Proposal: remote prover connectivity for Isabelle/PIDE

(See also general notes on proposals.)

“Cloud computing” is one of these buzzwords without any particular meaning, but the idea to run heavy-duty computations remotely is rather old: some “big-iron” in the background provides the CPU and memory resources for substantial applications, while the user interacts with the system via some small local terminal. Already in the classic days of Proof General (around 1999) it was common-place to run Emacs locally on a workstation and the prover process remotely on a server (via rsh). Alternatively it was possible to run both the editor and the prover remotely and use X11 as display protocol, which was especially important for the rather heavy XEmacs of that time.

This normal mode of distributed computing was almost forgotten, when the performance of local laptops and remote servers were approaching the same order of magnitude (due to the demands of the gaming industry). This was only an episode over a single decade, though, and we are already back to the traditional situation where local and remote machines can differ significantly. In 2014, typical mobile devices were limited to 2–8 CPU cores and 2–8 GB RAM. This is very little compared to low-end workstations or high-end servers, with something like 8–36 CPU cores and 32–512 GB RAM, or more.

Note that some big Isabelle applications already go beyond the possibilities of small machines with only 4–8 GB RAM, but for more memory Poly/ML process needs to be switched from 32-bit to 64-bit mode, which also doubles the memory demands. Thus there is a discontinuity here: stepping out of the “small device” category means to go for 16–32 GB RAM minimum.

This motivates the demand for remote prover connectivity for Isabelle and its Prover IDE (PIDE). The most basic approach is to run the internal socket connection for the PIDE protocol between ML and Scala over ssh. This should be sufficient for fast and reliable local networks. For non-local networks, there are the usual questions about bandwidth, latency, and reliability of the connection. The PIDE protocol requires relatively high bandwidth (which is easily provided by common DSL connections), but can afford high latency due to its asynchronous nature. Lack of reliability might turn out a real problem, though: resetting a lost TCP/IP connection naively means to restart the prover process and recheck the whole session from start, which could take minutes or hours.

Thus a more advanced approach would keep both the ML and Scala side of PIDE together on the server. Remote access then works via a separate PIDE display protocol, which is postulated here and still needs to be defined and implemented. Depending on active buffers and open text areas in the editor, the remote side would provide continuous access to incoming PIDE document markup, without demanding persistent management of the whole PIDE state locally. Loosing the connection would merely mean to reconnect the IDE to the remote Isabelle/Scala/ML component, which keeps running indefinitely.

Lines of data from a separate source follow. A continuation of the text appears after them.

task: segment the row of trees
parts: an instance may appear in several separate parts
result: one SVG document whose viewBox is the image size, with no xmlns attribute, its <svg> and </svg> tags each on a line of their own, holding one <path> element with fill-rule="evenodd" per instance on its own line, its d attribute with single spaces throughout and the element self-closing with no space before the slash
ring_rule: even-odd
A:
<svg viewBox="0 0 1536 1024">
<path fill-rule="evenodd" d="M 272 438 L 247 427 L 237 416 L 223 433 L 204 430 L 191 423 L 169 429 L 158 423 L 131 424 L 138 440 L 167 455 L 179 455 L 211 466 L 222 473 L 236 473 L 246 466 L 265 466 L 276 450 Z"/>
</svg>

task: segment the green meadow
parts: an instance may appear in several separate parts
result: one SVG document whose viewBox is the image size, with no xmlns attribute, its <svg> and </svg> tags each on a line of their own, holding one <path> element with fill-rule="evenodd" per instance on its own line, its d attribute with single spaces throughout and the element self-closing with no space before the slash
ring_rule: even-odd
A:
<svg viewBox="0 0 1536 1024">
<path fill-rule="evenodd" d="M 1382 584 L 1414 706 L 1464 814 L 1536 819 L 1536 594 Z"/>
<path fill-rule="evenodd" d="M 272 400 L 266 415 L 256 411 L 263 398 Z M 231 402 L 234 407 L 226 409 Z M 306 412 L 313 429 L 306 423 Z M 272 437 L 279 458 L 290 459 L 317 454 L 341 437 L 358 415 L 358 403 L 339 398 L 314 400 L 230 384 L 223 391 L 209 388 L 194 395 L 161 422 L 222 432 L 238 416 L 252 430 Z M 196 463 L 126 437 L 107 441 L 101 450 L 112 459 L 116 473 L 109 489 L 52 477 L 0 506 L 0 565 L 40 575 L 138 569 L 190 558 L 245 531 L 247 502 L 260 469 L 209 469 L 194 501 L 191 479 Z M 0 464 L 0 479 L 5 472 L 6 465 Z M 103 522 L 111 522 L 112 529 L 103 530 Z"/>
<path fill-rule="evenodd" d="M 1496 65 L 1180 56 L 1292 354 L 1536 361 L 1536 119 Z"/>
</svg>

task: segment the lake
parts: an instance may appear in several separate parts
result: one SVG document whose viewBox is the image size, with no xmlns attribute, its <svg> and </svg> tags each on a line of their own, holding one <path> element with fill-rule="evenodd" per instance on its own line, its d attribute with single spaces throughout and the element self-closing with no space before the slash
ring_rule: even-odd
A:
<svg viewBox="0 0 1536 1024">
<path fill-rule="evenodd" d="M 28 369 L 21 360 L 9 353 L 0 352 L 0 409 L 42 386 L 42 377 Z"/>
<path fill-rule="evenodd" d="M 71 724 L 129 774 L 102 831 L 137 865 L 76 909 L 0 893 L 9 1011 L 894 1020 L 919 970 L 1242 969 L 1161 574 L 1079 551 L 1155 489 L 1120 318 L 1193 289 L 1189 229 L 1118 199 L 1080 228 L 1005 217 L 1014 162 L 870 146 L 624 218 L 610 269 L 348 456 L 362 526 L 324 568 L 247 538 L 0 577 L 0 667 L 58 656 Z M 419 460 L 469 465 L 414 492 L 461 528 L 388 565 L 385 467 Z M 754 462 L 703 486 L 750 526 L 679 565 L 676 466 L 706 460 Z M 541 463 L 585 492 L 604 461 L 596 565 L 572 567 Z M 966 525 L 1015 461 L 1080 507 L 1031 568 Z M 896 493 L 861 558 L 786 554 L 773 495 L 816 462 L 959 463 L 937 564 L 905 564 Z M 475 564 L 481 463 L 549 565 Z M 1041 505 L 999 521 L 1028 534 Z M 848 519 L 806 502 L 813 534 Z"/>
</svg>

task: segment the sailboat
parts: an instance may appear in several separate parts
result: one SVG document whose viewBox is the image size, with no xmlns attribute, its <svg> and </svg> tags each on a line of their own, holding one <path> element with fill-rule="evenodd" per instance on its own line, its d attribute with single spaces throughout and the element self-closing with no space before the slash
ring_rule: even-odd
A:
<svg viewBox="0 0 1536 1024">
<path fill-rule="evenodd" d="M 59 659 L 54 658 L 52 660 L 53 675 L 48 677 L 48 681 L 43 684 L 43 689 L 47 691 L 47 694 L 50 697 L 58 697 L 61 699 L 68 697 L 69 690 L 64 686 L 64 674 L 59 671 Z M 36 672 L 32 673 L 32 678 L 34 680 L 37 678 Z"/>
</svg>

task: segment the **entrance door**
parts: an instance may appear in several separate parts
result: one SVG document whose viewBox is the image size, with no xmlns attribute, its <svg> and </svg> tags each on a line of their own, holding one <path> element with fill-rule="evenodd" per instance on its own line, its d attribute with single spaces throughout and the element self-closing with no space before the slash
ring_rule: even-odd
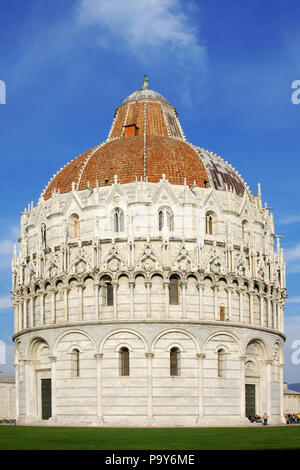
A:
<svg viewBox="0 0 300 470">
<path fill-rule="evenodd" d="M 246 417 L 255 416 L 255 385 L 246 384 Z"/>
<path fill-rule="evenodd" d="M 42 419 L 49 419 L 51 410 L 51 379 L 41 379 Z"/>
</svg>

Thus the mode of operation becomes more like the re-connection facility of VNC or RDP (but not X11). Of course it is already possible today with Isabelle2014 to use VNC or RDP for a completely remote ML/Scala/IDE process, but remote ML/Scala and local IDE would make this more comfortable for the user, with better graphics performance and reactivity.

Taking this perspective of remote PIDE sessions one step further could mean to support low-bandwidth, high-latency, unreliable connections of mobile networks: sitting on a train with a laptop and local IDE, while re-connecting to a remote PIDE session on a big server, would really count as cloud computing. We should think here of editing whole libraries like AFP on the spot, with immediate feedback. A bit more efforts will be required to get there, though.

In summary, the following stages are possible, depending on the amount of resources spent on this subject:

  1. Simple remote PIDE socket connection via ssh, usable for fast and reliable local networks. (The jEdit text editor already provides some means to manage ssh, so this merely requires the usual study of sources with subsequent tinkering and polishing to make it work smoothly.)
  2. Separate PIDE display protocol where the editor is local and the Isabelle/Scala/ML session is remote. This should be usable for fast DSL network connections.
  3. Support for smooth disconnection and re-connection for mobile networks.
  4. Development of a completely different PIDE front-end that works on tablets or smart-phones (Android or iOS).

The last point is speculative: it merely sketches to horizon of what could eventually be targeted, if there were lots of resources and several enthusiastic people working on it.